Und Sie müssen doch bei all dem, was Sie fordern, auch an die Folgen denken. Wenn Sie das nicht machen, wenn Sie unterschiedslos Ad-hoc-Aufnahmen machen, dann führt das doch im Kern dazu, dass es nicht nur ein neues zweites Moria, sondern auch ein drittes Moria geben wird. Das Problem Ihrer Politik ist doch, dass Sie keine Probleme lösen, sondern dass Sie neue Probleme schaffen.
(Beifall bei der CDU/CSU sowie des Abg. Dr. Christoph Hoffmann [FDP] – Matthias W. Birkwald [DIE LINKE]: Wir nehmen Ihr „C“ ernst!)
Deshalb sind Sie auf dem Holzweg.
Ich will Ihnen an dieser Stelle noch eines sagen: Ich habe die letzten Tage immer wieder gelesen, dass der Bundesinnenminister aufgefordert wird, dass er den Ländern Thüringen und Berlin erlauben soll, Landesaufnahmeprogramme zu machen. Ich bin dem Bundesinnenminister sehr dankbar dafür, dass er das nicht gemacht hat.
(Beifall bei Abgeordneten der CDU/CSU)
Erstens ist § 23 des Aufenthaltsgesetzes mutmaßlich gar nicht einschlägig, und zum Zweiten ist es so, dass für die Migrationspolitik natürlich nur der Bund zuständig sein kann, weil ja auch die Herausforderungen und Lasten, die mit der Migration verbunden sind, deutschlandweit gelöst werden müssen; das ist insbesondere auch bei der Finanzierung der Fall.
(Zuruf von der LINKEN)
Jetzt will ich Ihnen noch das Entscheidende sagen: Wenn Sie ein Landesaufnahmeprogramm nach § 23 Aufenthaltsgesetz machen, dann folgt daraus sofort ein Aufenthaltstitel.
(Zuruf der Abg. Luise Amtsberg [BÜNDNIS 90/DIE GRÜNEN])

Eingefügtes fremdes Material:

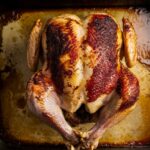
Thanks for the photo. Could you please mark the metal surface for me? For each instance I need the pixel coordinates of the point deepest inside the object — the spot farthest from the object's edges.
(17, 56)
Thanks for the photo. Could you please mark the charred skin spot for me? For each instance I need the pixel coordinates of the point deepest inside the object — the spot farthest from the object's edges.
(102, 37)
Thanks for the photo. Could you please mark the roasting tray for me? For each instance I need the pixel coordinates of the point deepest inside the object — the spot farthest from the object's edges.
(16, 20)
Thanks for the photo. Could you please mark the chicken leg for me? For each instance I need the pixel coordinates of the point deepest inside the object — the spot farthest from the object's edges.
(44, 102)
(123, 101)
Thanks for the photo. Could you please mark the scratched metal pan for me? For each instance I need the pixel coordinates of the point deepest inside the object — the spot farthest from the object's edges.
(18, 127)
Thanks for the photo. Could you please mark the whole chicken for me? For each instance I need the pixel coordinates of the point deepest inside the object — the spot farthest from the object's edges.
(82, 67)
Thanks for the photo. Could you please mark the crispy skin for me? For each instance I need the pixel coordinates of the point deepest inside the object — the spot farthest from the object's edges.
(129, 37)
(33, 45)
(64, 39)
(128, 88)
(102, 37)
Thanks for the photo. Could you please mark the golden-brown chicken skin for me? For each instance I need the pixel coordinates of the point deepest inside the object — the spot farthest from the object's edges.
(82, 66)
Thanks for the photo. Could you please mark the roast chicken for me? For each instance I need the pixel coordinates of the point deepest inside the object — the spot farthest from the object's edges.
(82, 67)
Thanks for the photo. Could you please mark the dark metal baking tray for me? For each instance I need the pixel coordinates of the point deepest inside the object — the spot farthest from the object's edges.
(11, 8)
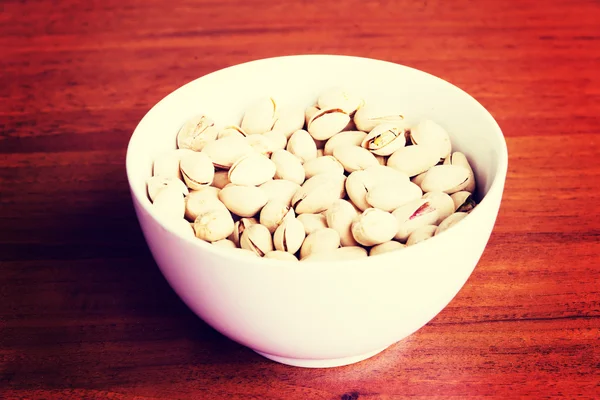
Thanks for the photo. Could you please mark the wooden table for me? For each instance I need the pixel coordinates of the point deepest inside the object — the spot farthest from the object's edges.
(84, 311)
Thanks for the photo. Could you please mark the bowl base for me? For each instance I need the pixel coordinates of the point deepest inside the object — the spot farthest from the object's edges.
(317, 363)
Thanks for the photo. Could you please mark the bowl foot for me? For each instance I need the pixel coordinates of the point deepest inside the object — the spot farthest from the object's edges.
(317, 363)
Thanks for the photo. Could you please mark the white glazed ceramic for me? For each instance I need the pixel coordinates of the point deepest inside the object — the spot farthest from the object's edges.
(321, 314)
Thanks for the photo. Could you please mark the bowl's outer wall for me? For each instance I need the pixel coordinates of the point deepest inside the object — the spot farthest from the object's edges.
(318, 311)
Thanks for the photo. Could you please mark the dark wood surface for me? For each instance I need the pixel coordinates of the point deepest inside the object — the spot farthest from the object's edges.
(84, 311)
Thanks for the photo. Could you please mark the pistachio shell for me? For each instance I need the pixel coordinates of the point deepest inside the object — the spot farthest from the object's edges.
(320, 240)
(196, 133)
(354, 158)
(302, 145)
(260, 116)
(289, 236)
(413, 160)
(354, 138)
(224, 152)
(213, 225)
(420, 234)
(288, 166)
(197, 170)
(445, 178)
(321, 165)
(252, 170)
(385, 139)
(450, 222)
(245, 201)
(386, 247)
(374, 227)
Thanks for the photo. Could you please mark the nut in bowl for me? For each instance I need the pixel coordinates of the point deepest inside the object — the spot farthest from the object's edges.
(324, 237)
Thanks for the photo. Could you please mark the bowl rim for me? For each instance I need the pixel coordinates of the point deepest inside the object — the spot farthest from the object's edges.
(496, 186)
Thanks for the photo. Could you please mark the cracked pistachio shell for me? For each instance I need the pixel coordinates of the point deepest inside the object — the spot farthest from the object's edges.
(412, 216)
(463, 201)
(336, 97)
(281, 255)
(450, 222)
(322, 240)
(288, 166)
(312, 222)
(257, 238)
(273, 214)
(224, 152)
(289, 236)
(442, 202)
(156, 184)
(213, 225)
(260, 116)
(389, 197)
(239, 227)
(280, 190)
(339, 254)
(244, 201)
(354, 138)
(201, 201)
(420, 234)
(253, 169)
(374, 227)
(340, 216)
(327, 122)
(370, 115)
(290, 119)
(445, 178)
(197, 170)
(413, 160)
(354, 158)
(386, 247)
(302, 145)
(196, 133)
(385, 139)
(322, 165)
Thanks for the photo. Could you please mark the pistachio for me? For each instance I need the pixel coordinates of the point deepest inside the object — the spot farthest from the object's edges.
(421, 234)
(289, 236)
(245, 201)
(273, 214)
(445, 178)
(321, 165)
(197, 170)
(258, 239)
(413, 160)
(429, 133)
(213, 225)
(412, 216)
(302, 145)
(252, 170)
(312, 222)
(374, 227)
(320, 240)
(354, 158)
(196, 133)
(385, 139)
(280, 189)
(224, 152)
(386, 247)
(370, 115)
(327, 122)
(260, 116)
(288, 166)
(450, 222)
(354, 138)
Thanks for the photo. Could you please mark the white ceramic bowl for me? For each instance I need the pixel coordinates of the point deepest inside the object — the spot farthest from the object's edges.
(321, 314)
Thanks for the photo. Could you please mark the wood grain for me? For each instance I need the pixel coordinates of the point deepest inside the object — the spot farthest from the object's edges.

Das bedeutet im Klartext, es findet kein Asylverfahren mit der Prüfung der Schutzbedürftigkeit statt. Da zeigt Rot-Rot-Grün, worum es Ihnen geht: Sie wollen nicht Asylbewerber aufnehmen, Sie wollen unterschiedslos alle Menschen, die hierherkommen wollen, aufnehmen.
(Zuruf von der AfD: Hört! Hört!)
Damit lösen Sie keine Probleme, nicht bei uns, nicht in Griechenland und auch sonst nirgendwo.
(Matthias W. Birkwald [DIE LINKE]: Kommen Sie uns nie wieder mit dem demografischen Wandel!)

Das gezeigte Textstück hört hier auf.